Sadly, I have seen this pattern in so many families. In fact, there was a time, shortly after beginning my career 7-8 years ago, I became completely burned out by perplexing family dynamics in the lives of my clients diagnosed with BPD. I soon realized that unhelpful or negative communication styles were often at the core of these complex families.

This article will discuss the challenges families can create for the loved one diagnosed with BPD. Visit my website for ways to maintain appropriate boundaries and support a loved one.

It can be very disappointing and overwhelming for someone diagnosed with BPD to recognize symptoms or behaviors in their own family. It can be even more disappointing when families lack the knowledge necessary for helping a loved one recover or develop helpful skills.  Well-meaning families may find that they are unable to help their loved one because of:

  • Poor knowledge of more appropriate ways to relate to others
  • Lack of knowledge of BPD symptoms and environmental influences on coping with mood wings or symptoms
  • Generations of untreated symptoms that worsen with time and become the family “norm”
  • Refusal to seek help because “it’s just how she/he is.”

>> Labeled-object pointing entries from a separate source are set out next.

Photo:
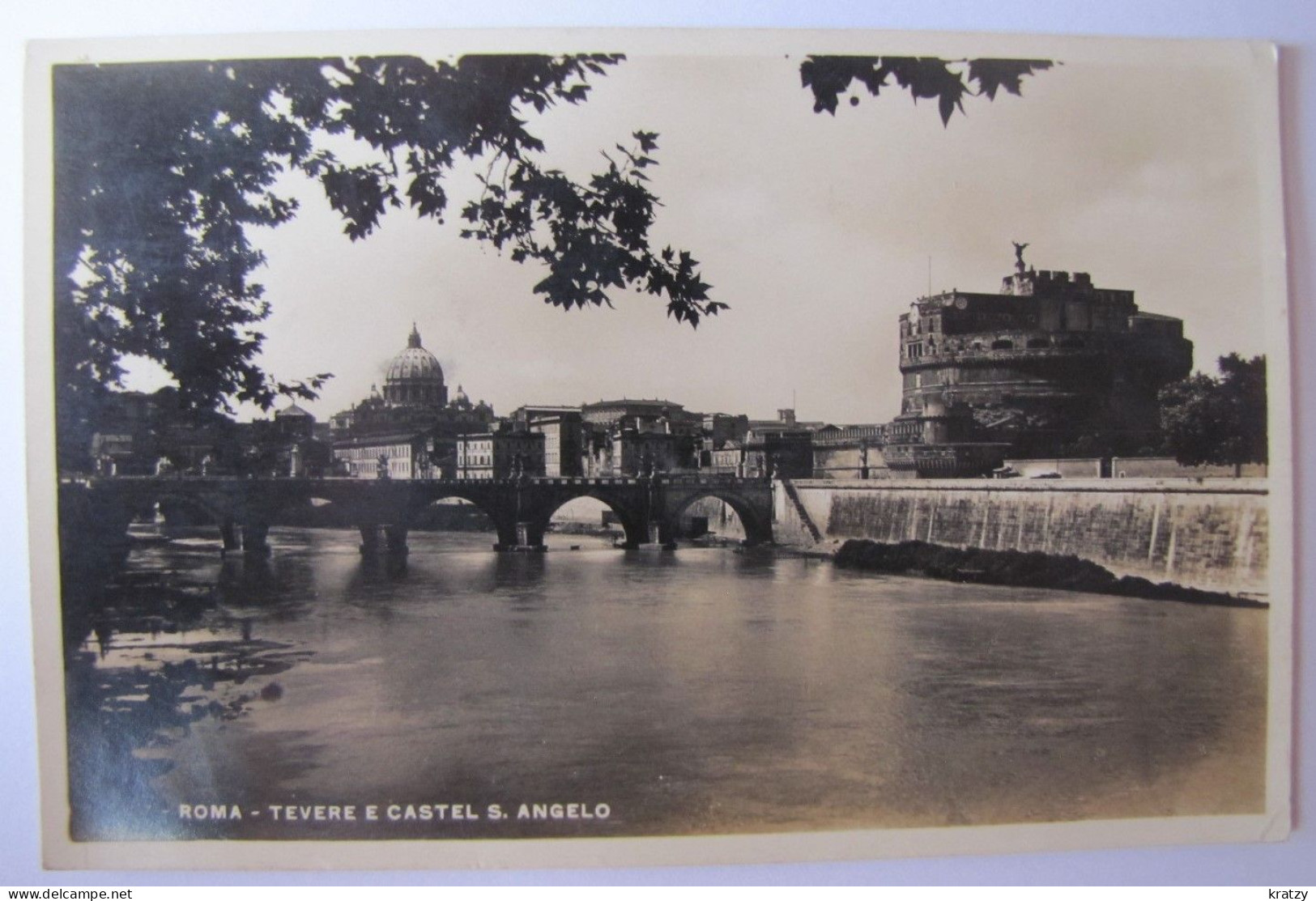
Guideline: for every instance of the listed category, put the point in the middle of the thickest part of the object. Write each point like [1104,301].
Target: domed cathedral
[1049,366]
[410,429]
[415,376]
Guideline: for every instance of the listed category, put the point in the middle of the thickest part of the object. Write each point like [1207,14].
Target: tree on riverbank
[1220,421]
[161,170]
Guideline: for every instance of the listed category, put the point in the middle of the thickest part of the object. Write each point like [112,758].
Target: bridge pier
[395,539]
[254,538]
[522,537]
[231,536]
[391,539]
[663,533]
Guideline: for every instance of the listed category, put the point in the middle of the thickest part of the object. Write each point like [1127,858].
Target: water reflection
[691,691]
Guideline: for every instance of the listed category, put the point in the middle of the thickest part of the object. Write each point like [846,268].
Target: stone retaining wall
[1210,534]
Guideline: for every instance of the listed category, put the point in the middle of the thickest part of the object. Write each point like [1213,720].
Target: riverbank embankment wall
[1210,534]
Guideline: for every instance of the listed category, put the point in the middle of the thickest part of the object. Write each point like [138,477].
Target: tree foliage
[947,82]
[161,170]
[1219,421]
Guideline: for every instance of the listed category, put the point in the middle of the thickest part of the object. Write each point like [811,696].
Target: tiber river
[705,690]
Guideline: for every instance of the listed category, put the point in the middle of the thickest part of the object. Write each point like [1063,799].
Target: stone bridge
[649,509]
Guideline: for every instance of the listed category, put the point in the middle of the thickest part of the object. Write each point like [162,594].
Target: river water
[696,691]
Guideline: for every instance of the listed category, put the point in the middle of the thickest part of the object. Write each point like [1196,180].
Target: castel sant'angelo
[1050,366]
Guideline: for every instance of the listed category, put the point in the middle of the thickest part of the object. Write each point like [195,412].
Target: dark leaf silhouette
[924,78]
[1221,421]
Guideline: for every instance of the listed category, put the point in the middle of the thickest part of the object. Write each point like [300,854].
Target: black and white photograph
[466,448]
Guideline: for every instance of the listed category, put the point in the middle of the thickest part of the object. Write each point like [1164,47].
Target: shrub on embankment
[1019,568]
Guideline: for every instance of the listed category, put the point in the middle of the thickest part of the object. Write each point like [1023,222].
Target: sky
[817,231]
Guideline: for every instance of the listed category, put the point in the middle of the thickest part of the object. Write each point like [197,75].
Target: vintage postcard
[611,448]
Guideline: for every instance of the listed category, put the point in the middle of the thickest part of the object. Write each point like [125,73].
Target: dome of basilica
[415,375]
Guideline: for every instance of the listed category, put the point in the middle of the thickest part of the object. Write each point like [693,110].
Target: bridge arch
[756,520]
[632,521]
[500,516]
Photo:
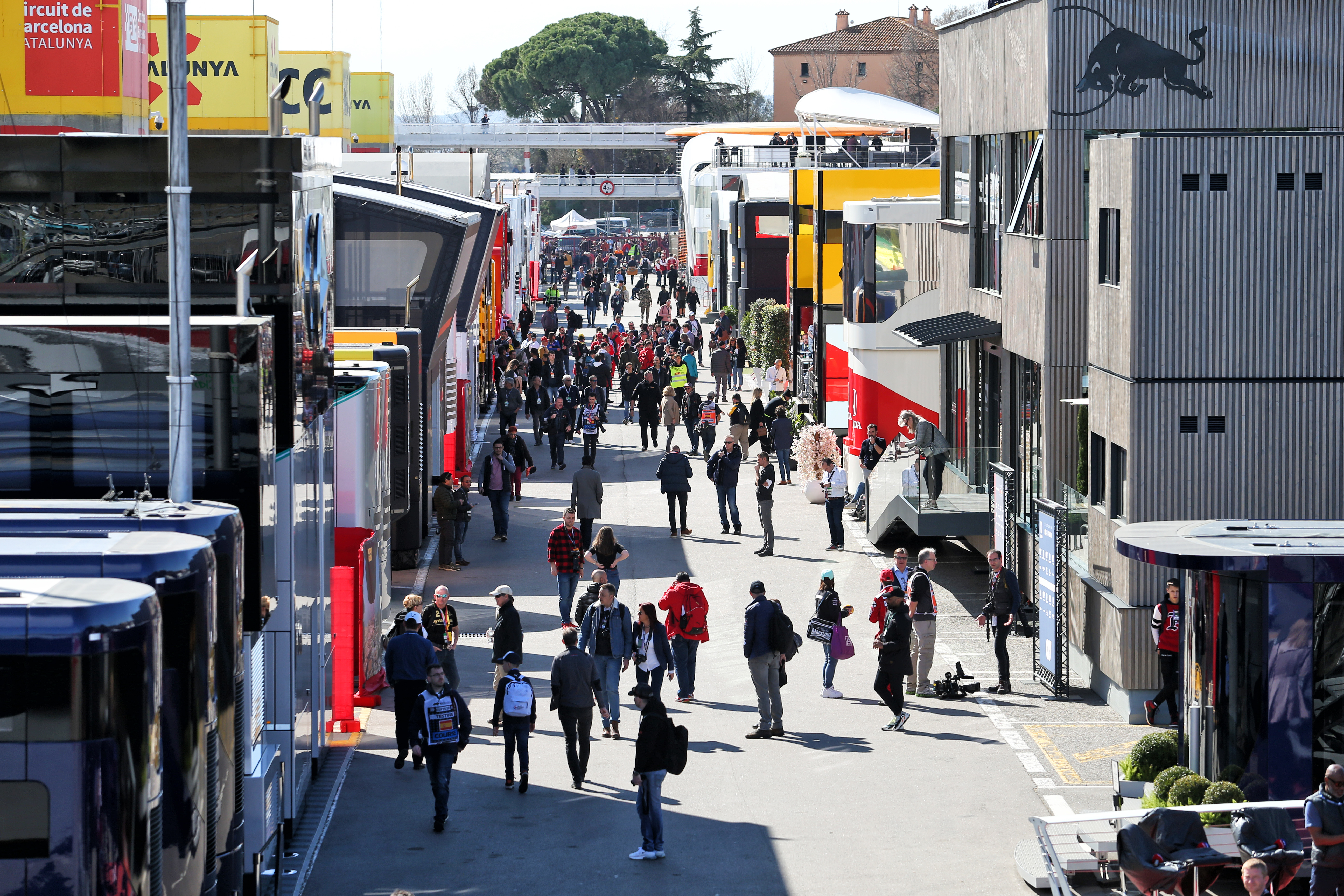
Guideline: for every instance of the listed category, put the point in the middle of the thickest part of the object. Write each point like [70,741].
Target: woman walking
[830,610]
[652,653]
[671,414]
[893,647]
[605,554]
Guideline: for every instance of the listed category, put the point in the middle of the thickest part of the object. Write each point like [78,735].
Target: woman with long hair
[652,655]
[605,554]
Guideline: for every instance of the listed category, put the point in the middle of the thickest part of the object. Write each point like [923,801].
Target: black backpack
[678,742]
[781,635]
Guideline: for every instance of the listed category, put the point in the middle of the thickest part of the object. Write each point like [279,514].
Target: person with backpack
[652,655]
[515,711]
[830,612]
[444,727]
[605,635]
[687,629]
[652,754]
[893,647]
[764,663]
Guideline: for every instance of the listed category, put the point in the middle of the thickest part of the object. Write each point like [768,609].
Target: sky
[448,37]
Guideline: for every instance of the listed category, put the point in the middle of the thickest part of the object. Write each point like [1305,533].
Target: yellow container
[308,68]
[372,111]
[232,65]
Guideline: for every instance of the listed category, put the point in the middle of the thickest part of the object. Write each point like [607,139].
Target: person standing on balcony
[929,444]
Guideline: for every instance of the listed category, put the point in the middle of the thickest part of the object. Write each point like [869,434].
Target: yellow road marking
[1105,753]
[1053,755]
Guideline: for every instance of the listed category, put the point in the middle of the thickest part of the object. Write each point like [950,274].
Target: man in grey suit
[586,498]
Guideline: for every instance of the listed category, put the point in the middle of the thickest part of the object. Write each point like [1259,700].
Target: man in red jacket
[687,628]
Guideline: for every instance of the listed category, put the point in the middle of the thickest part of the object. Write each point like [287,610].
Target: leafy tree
[568,69]
[691,77]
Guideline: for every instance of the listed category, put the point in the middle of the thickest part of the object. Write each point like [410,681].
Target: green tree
[690,77]
[568,71]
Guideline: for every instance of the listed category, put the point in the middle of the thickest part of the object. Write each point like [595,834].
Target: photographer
[1002,606]
[893,648]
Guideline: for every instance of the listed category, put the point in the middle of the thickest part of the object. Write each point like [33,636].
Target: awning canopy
[854,107]
[949,328]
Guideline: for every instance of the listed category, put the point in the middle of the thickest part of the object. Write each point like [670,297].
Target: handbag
[820,631]
[842,645]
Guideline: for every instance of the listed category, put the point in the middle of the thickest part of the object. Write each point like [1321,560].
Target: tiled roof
[889,34]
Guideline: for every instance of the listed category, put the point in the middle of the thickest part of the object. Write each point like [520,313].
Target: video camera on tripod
[951,688]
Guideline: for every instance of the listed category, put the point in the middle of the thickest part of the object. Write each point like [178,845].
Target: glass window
[988,225]
[956,179]
[1025,175]
[1119,484]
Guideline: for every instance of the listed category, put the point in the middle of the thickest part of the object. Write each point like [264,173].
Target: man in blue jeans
[607,632]
[445,725]
[724,471]
[652,750]
[498,484]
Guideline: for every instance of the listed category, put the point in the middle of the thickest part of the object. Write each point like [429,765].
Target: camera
[951,687]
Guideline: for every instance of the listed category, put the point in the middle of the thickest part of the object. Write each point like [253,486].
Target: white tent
[854,107]
[570,220]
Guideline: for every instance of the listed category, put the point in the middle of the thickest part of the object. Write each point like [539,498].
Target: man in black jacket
[575,692]
[509,631]
[724,471]
[405,661]
[651,764]
[648,395]
[445,725]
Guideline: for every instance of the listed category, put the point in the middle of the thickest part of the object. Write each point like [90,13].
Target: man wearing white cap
[405,661]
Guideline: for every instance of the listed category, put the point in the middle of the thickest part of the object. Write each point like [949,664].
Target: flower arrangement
[815,444]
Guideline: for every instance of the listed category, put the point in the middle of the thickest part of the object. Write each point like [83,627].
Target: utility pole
[179,262]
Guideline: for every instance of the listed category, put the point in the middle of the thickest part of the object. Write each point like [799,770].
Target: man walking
[557,426]
[575,691]
[507,635]
[834,484]
[765,504]
[1002,606]
[1166,628]
[647,398]
[407,661]
[764,664]
[518,451]
[722,471]
[652,749]
[496,483]
[440,622]
[565,551]
[444,726]
[924,612]
[586,498]
[445,514]
[607,632]
[689,627]
[515,710]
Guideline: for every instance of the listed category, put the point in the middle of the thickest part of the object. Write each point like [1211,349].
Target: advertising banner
[232,66]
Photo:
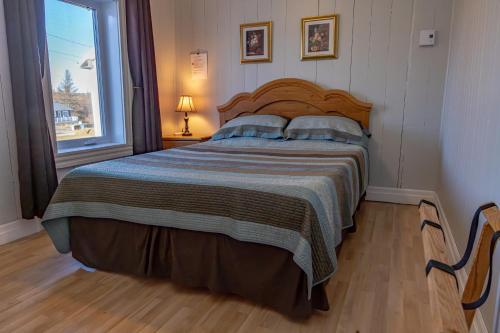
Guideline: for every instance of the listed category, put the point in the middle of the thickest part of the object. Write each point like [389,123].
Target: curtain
[26,43]
[146,124]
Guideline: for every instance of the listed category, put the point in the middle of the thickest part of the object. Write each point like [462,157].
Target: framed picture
[256,42]
[320,37]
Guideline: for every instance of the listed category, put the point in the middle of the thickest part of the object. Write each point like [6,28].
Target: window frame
[88,150]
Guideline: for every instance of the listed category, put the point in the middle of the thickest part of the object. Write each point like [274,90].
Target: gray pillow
[334,128]
[259,126]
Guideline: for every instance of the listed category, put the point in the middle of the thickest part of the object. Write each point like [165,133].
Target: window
[86,72]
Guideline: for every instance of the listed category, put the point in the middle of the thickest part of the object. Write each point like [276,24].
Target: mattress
[294,195]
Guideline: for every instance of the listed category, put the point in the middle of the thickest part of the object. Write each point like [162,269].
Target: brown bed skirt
[263,274]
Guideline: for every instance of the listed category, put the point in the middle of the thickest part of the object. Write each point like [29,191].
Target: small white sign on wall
[199,65]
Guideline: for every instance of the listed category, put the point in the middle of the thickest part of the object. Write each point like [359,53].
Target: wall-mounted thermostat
[427,37]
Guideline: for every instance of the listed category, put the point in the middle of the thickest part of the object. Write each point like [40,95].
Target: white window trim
[102,152]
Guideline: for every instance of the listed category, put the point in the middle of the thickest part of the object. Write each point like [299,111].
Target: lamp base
[186,128]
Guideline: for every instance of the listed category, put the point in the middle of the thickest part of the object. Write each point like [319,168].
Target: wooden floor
[380,287]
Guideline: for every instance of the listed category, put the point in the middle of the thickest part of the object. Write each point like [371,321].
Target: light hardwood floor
[380,287]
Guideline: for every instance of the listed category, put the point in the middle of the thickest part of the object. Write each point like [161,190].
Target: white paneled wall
[470,135]
[380,62]
[9,203]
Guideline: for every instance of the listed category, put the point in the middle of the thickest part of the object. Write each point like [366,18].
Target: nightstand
[175,141]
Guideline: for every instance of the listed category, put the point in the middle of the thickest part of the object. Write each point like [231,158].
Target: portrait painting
[319,37]
[256,44]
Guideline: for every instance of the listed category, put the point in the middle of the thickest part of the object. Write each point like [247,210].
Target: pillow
[260,126]
[334,128]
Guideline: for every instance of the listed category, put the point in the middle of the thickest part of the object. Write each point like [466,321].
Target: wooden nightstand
[175,141]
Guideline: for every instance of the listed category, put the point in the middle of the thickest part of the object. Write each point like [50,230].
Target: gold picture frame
[323,31]
[256,42]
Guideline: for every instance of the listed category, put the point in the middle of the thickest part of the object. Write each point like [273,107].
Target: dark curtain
[25,23]
[146,124]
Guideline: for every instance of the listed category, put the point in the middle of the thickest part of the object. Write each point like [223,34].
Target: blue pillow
[333,128]
[259,126]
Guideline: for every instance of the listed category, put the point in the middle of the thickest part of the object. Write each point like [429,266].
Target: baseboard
[478,326]
[18,229]
[397,195]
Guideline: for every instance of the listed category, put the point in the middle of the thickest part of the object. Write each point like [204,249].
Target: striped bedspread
[295,195]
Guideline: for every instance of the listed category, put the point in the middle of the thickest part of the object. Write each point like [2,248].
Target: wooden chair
[450,312]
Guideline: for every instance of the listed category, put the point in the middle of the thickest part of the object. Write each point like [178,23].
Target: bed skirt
[263,274]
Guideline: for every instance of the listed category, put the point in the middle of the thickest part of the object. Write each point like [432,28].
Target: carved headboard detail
[292,98]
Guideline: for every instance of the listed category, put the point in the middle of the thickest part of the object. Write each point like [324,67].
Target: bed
[254,217]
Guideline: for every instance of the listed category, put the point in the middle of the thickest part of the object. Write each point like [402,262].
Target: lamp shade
[185,104]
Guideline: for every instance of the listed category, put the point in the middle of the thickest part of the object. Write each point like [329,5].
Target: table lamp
[186,105]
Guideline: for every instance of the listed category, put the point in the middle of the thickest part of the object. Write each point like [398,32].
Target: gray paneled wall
[380,61]
[470,135]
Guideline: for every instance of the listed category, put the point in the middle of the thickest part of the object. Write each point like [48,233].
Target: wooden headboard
[292,98]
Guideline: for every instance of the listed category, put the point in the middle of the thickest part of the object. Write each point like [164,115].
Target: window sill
[86,155]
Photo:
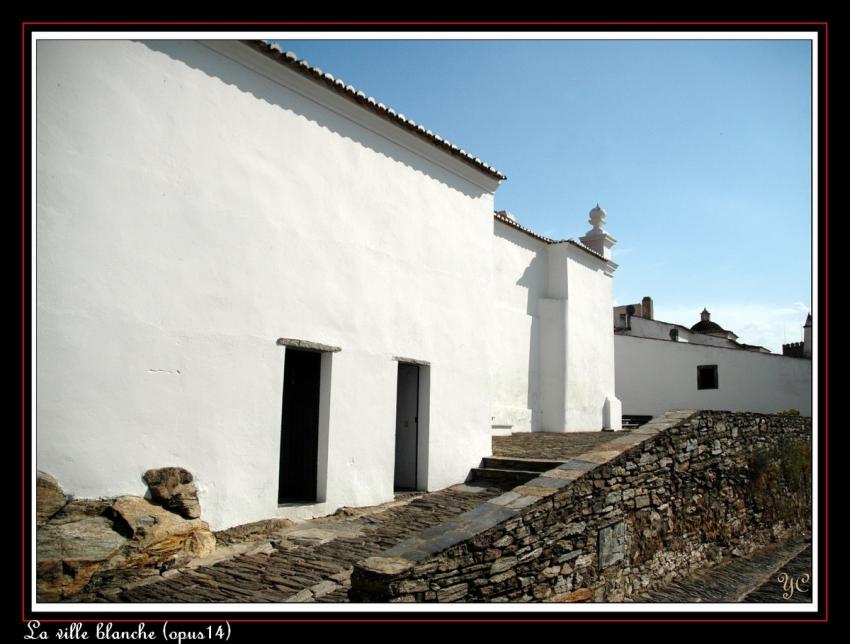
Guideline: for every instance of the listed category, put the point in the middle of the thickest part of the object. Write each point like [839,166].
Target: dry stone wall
[680,493]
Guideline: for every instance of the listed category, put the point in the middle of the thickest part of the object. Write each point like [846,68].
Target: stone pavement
[548,446]
[310,561]
[751,579]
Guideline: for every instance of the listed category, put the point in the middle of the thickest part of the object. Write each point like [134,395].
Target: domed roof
[705,325]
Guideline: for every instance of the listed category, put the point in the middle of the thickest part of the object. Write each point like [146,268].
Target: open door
[407,428]
[299,444]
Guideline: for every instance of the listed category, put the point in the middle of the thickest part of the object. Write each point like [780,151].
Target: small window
[707,376]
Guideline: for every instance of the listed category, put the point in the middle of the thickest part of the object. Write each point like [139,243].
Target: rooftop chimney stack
[807,337]
[646,305]
[596,239]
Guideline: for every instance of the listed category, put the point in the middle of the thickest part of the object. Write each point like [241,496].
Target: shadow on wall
[198,56]
[533,280]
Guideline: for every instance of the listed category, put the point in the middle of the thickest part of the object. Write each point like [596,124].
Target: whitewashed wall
[519,281]
[658,330]
[590,340]
[190,211]
[654,376]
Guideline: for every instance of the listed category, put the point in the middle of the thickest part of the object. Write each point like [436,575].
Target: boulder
[49,497]
[159,535]
[90,537]
[172,487]
[68,554]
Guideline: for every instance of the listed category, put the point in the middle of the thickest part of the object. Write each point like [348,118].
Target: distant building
[801,349]
[247,268]
[663,365]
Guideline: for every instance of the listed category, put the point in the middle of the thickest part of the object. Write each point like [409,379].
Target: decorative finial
[597,218]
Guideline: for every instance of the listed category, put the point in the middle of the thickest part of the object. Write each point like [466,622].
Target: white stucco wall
[654,376]
[644,328]
[590,341]
[190,211]
[577,349]
[519,281]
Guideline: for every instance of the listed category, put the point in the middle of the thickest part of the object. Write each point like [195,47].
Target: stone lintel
[421,363]
[306,345]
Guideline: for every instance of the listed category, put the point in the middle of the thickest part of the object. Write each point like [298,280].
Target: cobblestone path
[751,579]
[798,573]
[303,573]
[549,446]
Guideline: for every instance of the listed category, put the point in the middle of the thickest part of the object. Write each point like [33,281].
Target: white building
[663,366]
[250,270]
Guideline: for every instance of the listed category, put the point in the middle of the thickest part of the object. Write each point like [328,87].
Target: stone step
[519,464]
[501,477]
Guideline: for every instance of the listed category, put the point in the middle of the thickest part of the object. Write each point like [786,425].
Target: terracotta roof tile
[501,216]
[303,67]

A common scenario of complex BPD-like family dynamics may include a mother and daughter relationship. A mother with un-diagnosed BPD symptoms may attempt to help her daughter (who has been officially diagnosed with BPD) cope with her marriage but not see how her inflammatory statements, aggressive behaviors and attitude, and mood swings could actually result in her daughter “learning” unhelpful communication styles or patterns. Mother’s attitudes, behaviors, and mood swings can also begin to erode the daughter’s pattern of emotional expression, possibly leading to a worsening of symptoms. Can you think of a similar situation from your life or a situation you know that may be similar to this pattern? If so, what unhealthy patterns did you notice?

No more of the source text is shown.